Fecal microbiota transplantation plus immunotherapy in non-small cell lung cancer and melanoma: the phase 2 FMT-LUMINate trial.

Journal: Nature medicine

This phase 2, multicenter, open-label trial (FMT-LUMINate; NCT04951583) evaluated whether a single fecal microbiota transplant (FMT) from healthy donors, given as oral capsules before starting immune checkpoint inhibitors, could enhance outcomes in treatment‑naïve patients with:

  • Non–small cell lung cancer (NSCLC) receiving anti–PD-1 monotherapy (n=20)
  • Melanoma receiving dual checkpoint blockade with anti–PD-1 plus anti–CTLA-4 (n=20)

Design and endpoints

  • Intervention: One FMT dose prior to initiating standard ICI therapy.
  • Primary endpoint: Objective response rate (ORR) in NSCLC.
  • Secondary endpoints: ORR in melanoma, safety, and microbiome dynamics (donor–recipient similarity and compositional changes).

Efficacy

  • NSCLC: ORR 80% (16/20), meeting the primary endpoint.
  • Melanoma: ORR 75% (15/20).

These response rates suggest substantial antitumor activity when FMT is combined with first‑line ICI.

Safety

  • NSCLC cohort: No grade ≥3 adverse events attributed to FMT plus anti–PD-1.
  • Melanoma cohort: Grade ≥3 adverse events occurred in 65% (13/20), consistent with known toxicity of dual ICI; FMT was considered safe by an independent data and safety monitoring committee.

Microbiome findings

  • Responders developed a distinct post-FMT gut microbiome profile that did not depend on strong donor–recipient similarity or clear strain-level engraftment.
  • A key signature of response was greater loss of baseline bacterial species versus non‑responders, particularly depletion of:
    • Enterocloster citroniae
    • Enterocloster lavalensis
    • Clostridium innocuum
  • This pattern of losing specific “deleterious” taxa was reproduced across three other published FMT-oncology studies.

Mechanistic validation (preclinical)

  • In antibiotic-treated, tumor-bearing mice recolonized with post-FMT stool from two human responders, reintroducing the specific bacterial species that had been depleted after FMT abrogated the antitumor effect of ICI.
  • This supports a causal role for elimination of these taxa in restoring ICI sensitivity.
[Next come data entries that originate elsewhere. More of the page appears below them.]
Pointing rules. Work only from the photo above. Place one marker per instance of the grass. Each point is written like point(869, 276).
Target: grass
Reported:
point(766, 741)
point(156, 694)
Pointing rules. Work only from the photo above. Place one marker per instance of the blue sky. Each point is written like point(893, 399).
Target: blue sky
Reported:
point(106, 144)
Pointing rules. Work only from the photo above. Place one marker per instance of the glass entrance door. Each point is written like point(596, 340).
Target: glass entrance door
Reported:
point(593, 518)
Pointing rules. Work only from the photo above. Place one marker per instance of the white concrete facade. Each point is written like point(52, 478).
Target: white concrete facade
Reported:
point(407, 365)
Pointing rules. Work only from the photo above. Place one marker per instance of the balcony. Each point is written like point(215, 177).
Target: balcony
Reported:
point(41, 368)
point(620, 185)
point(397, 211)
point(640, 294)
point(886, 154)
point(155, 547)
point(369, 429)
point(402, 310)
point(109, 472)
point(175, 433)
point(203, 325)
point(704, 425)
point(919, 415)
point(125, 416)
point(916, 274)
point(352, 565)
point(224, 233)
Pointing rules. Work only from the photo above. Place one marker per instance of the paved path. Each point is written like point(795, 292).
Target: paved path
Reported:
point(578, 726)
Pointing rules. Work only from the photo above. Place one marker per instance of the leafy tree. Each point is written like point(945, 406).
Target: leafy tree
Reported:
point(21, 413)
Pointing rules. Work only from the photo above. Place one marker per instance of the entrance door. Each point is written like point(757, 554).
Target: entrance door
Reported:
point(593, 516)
Clinical and biological implications

  • Demonstrates clinically meaningful activity and acceptable safety of FMT given once before first‑line ICI in NSCLC and melanoma.
  • Suggests that FMT’s benefit may derive less from adding “beneficial” bacteria and more from removing inhibitory taxa that promote primary resistance to checkpoint blockade.
  • Points toward future strategies focused on targeted depletion or modulation of specific gut bacteria to enhance immunotherapy efficacy.